Maxima of Minima: better get used to those orange heat warnings!
Last Tuesday, 20th July 2021 Met Éireann issued its first ever status orange high temperature warning, a big part of which was that night-time temperatures would not drop below 20°C in places. This is probably the first time most of us have had to even think about uncomfortably high minimum daily temperatures, at least in Ireland. It’s the daily maximum temperatures that get all the attention – even if they aren’t necessarily the ones setting the most records. However, insofar as the climate greenhouse effect works like a real greenhouse (to trap outgoing long-wave radiation), the fingerprints of CO2-related climate change should be more apparent in the night-time minimum temperatures than in the daytime maxima.
To give night-time minimum temperatures their moment in the sun, or at least a bit more attention, here are some charts that provide a summary of the “climatology of minimum daily temperature” (aka Tmin to its friends). The data comes from historical observations provided by Met Éireann, and for the future projections, from the “down-scaling” of half-a-dozen global climate models using high-resolution regional models centred on Ireland, by Paul Nolan and Jason Flanagan of ICHEC.
Some metadata: the observations span the 30 years from 1976 to 2005, and cover the land area of the Republic of Ireland on a regular grid with about 1.5km resolution. The future simulations use the “middle-of-the road” future forcing (i.e., CO2 concentration) scenario, formally known as “reference concentration pathway equivalent to 4.5 Wm-2 radiative forcing”, or RCP-4.5. The charts below are for the 30 years from 2071 to 2100. The “percentile” values shown below from the model ensemble were adjusted to correct for any systematic biases they were found to have when simulating the historical period (1976-2005). (The adjustment used “quantile delta mapping” – google it if you like, or see here.)
The two charts in Fig. 1 show the annual cycle of daily minimum temperature (Tmin) averaged over the Republic of Ireland land area, at different statistical “percentiles”. Tmin is expected to be below the Nth percentile N% of the time. The 50% percentile is the same as the median, since about half the Tmin samples should fall below it, and half above. The left panel of Fig. 1 shows that the median Tmin this time of year has been somewhere between 11 and 12°C.
Our real focus though is on the 99th percentile of Tmin, shown as the uppermost red curves in both charts. The observations (left chart) report that during summer months in the recent climatological past, about 1% of Tmin values exceeded 16°C or so. By the end of the 21st century, however, that 99-percentile threshold is projected to increase to about 18°C, as shown on the right panel.

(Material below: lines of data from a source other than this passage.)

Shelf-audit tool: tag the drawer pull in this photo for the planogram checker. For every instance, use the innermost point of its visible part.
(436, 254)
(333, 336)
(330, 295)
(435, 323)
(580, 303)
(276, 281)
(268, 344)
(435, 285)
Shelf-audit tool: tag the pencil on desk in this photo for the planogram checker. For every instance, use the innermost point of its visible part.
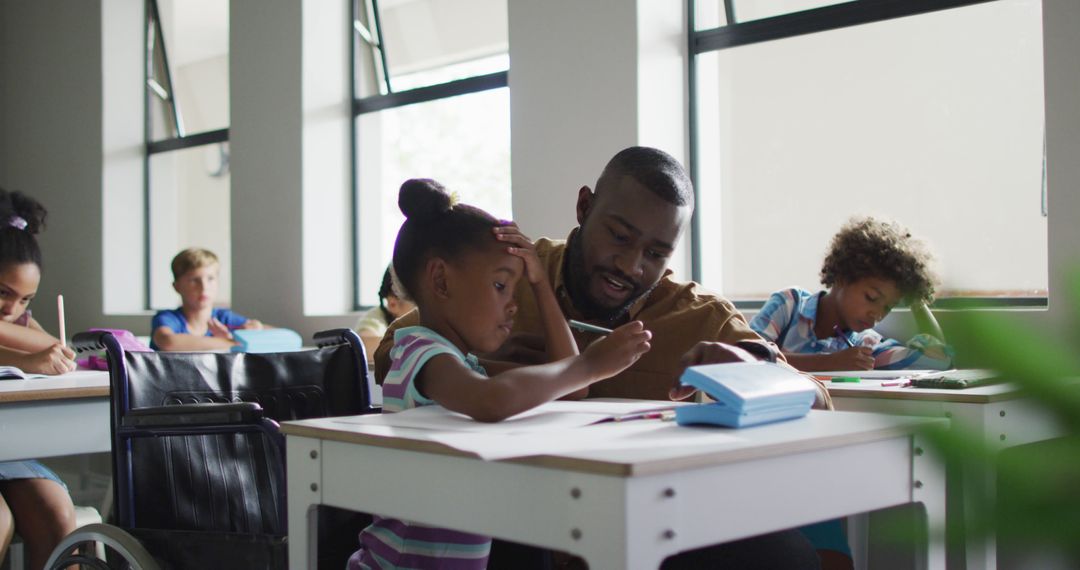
(589, 328)
(59, 313)
(844, 337)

Figure 1 Annual cycle of selected Tmin percentiles, averaged over the RoI land area. The left panel is from observations 1976-2005, the right panel is from future simulations of 2071-2100 under the RCP-4.5 forcing scenario.
The two charts in Fig. 2 show maps of the Tmin 99th percentile from past observations (left panel) and from future simulations (right panel). There are a lot more of the warmer (red) colours on the right panel than on the left – about 2°C more, at most places.
Figure 2 Maps of the 99th percentile Tmin from observations (left) and as projected for 2071-2100 under RCP-4.5 forcing (right), for the summer months (June, July, August).
Another way to look at this is to take a temperature range, and ask how often does Tmin fall within that range? Fig. 3 answers that question for a range of Tmin between 18 and 20°C, for the 3 summer months (June-August). That 18-20°C is the highest that contains any entries at all from the observations: the 20-22°C range (or higher) is completely empty. The future projections, however, do show some rare (fewer than 1 in 100) occurrences of Tmin values between 20 and 22°C everywhere within the country.
Nobody knows for sure how the future will turn out, and especially what the future forcing of the climate will look like. Given any particular forcing scenario, however, models nowadays are pretty good at simulating how the climate will change in response. Models are run under all sorts of forcing assumptions, but the RCP-4.5 scenario presented here is generally considered “middle of the road” – not the best case (where we all stop burning fossil fuels right away) or the worst case either (where oil and coal burning continues without inhibition). Most likely, we’ll see a lot more heat warnings from Met Éireann in the coming years.
Figure 3 Frequency of occurrence of Tmin between 18 and 20°C during summer months from observations (left) and future projections for 2071-2100 under RCP-4.5 forcing.